Le groupe de San Francisco a réduit sa perte nette à 110 millions de dollars et 34 cents par titre sur le trimestre clos, contre 129 millions un an plus tôt. L'Ebitda ajusté a été de 43 millions, ce qui représente de ce point de vue le quatrième trimestre de rentabilité pour l'application. Sur la période correspondante, l'an dernier, la perte d'Ebitda ajusté était de 70 millions. Le consensus était de 63 millions de déficit et 8 cents par titre, pour des revenus de 994 millions.

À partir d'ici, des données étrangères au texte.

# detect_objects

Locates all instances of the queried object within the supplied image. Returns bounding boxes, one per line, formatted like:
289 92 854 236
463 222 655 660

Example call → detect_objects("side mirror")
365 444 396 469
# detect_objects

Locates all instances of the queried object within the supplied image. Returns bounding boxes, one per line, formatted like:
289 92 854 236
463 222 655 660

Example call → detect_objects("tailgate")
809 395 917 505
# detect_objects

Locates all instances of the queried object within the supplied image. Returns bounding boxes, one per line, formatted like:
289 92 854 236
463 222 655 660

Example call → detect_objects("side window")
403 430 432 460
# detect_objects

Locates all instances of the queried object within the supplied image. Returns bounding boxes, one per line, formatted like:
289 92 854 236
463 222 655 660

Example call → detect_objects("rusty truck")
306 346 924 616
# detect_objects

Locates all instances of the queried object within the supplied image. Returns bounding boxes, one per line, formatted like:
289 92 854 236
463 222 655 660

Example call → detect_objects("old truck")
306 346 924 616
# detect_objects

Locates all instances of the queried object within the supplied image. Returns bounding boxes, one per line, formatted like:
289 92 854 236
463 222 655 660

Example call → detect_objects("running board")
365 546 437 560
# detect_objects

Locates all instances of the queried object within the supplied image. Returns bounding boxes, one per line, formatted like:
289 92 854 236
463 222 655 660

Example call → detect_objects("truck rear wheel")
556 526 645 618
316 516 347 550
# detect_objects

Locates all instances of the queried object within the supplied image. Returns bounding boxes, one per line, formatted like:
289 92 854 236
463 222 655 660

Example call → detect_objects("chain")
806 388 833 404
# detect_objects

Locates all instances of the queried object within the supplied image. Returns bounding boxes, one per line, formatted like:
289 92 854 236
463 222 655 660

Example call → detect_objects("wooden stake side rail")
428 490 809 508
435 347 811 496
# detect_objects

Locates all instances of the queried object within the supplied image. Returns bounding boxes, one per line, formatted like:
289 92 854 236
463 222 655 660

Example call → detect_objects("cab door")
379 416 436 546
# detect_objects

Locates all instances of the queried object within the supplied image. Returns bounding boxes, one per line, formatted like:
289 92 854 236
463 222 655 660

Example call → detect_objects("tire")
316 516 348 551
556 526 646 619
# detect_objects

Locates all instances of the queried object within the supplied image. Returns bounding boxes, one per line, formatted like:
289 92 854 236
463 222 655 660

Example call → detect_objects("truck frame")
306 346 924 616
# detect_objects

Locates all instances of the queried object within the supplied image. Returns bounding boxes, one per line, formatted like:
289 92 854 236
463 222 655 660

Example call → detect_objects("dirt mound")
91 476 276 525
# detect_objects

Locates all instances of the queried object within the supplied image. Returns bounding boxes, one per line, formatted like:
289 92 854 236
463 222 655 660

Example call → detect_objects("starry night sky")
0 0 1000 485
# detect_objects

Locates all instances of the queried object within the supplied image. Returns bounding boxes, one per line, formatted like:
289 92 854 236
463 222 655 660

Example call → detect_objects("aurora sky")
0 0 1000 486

Coinbase (-2,8%) rechute après un gain de plus de 2% en début de séance et une perte de 6,5% jeudi. Au premier trimestre, la première plate-forme américaine de négociation de crypto-monnaies a affiché un bénéfice net de 771,51 millions de dollars (contre seulement 32 M$ un an plus tôt), soit 3,05$ par action, profitant des records enchaînés par le Bitcoin et les autres crypto-monnaies. Les revenus ont bondi à 1,8 milliard de dollars, multipliés par trois par rapport au 4e trimestre 2020 (585 M$) et contre seulement 191 M$ au 1er trimestre 2020. Les analystes sondés par le cabinet MarketWatch attendaient cependant en moyenne des chiffres un peu supérieurs, avec un bénéfice par action de 3,07$ pour un chiffre d'affaires de 1,81 Md$.

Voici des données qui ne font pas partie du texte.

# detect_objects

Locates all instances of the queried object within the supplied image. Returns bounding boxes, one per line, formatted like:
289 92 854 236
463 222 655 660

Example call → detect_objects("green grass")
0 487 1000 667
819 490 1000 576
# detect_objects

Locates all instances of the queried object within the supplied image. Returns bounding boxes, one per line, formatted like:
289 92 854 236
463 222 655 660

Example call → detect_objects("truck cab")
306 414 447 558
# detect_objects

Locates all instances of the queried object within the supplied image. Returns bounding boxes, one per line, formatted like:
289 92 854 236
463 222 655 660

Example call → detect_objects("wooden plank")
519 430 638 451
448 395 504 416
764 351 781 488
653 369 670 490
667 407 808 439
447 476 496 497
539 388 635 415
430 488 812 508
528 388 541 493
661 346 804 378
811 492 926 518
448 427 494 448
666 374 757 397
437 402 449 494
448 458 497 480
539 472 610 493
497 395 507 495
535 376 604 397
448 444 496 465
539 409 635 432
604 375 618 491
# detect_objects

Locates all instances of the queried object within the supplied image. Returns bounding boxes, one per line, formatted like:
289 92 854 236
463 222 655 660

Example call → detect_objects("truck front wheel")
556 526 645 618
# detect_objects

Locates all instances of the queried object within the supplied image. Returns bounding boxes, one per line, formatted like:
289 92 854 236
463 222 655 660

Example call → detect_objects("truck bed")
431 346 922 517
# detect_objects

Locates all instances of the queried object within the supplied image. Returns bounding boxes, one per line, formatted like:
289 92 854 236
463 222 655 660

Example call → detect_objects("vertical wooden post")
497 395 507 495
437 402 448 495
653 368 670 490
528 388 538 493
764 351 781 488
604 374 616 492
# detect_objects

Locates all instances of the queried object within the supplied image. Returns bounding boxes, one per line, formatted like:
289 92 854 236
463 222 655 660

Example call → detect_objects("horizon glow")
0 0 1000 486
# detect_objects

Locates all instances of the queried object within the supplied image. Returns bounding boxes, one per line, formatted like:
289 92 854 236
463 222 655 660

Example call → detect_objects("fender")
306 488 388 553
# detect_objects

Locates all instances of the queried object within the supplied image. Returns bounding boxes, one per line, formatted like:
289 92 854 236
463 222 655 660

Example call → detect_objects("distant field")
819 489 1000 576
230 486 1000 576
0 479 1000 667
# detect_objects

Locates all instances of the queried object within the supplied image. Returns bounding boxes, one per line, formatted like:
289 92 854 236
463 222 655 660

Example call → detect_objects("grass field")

Coinbase a indiqué que le nombre d'utilisateurs actifs mensuels (MTUS) avait plus que doublé sur le trimestre janvier-mars à 6,1 millions, contre 2,8 millions sur le trimestre octobre-décembre. Le nombre d'utilisateurs authentifiés a atteint 56 millions, dont 8.000 institutions professionnelles. Les volumes de transactions ont atteint 335 Mds$ sur le 1er trimestre (contre 89 Mds$ au 4e trimestre 2020) dont environ 120 Mds$ (36%) provenant d'investisseurs individuels et 215 Mds$ d'institutionnels. Près des deux tiers des transactions ont concerné le Bitcoin (39%) et l'Ether (21%), a indiqué Coinbase.

Kansas City Southern (-0,9%), opérateur ferroviaire américain, a accepté l'offre d'acquisition de 33,6 milliards de dollars de Canadian National Railway, rompant par ailleurs son accord de 29 milliards de dollars avec Canadian Pacific Railway.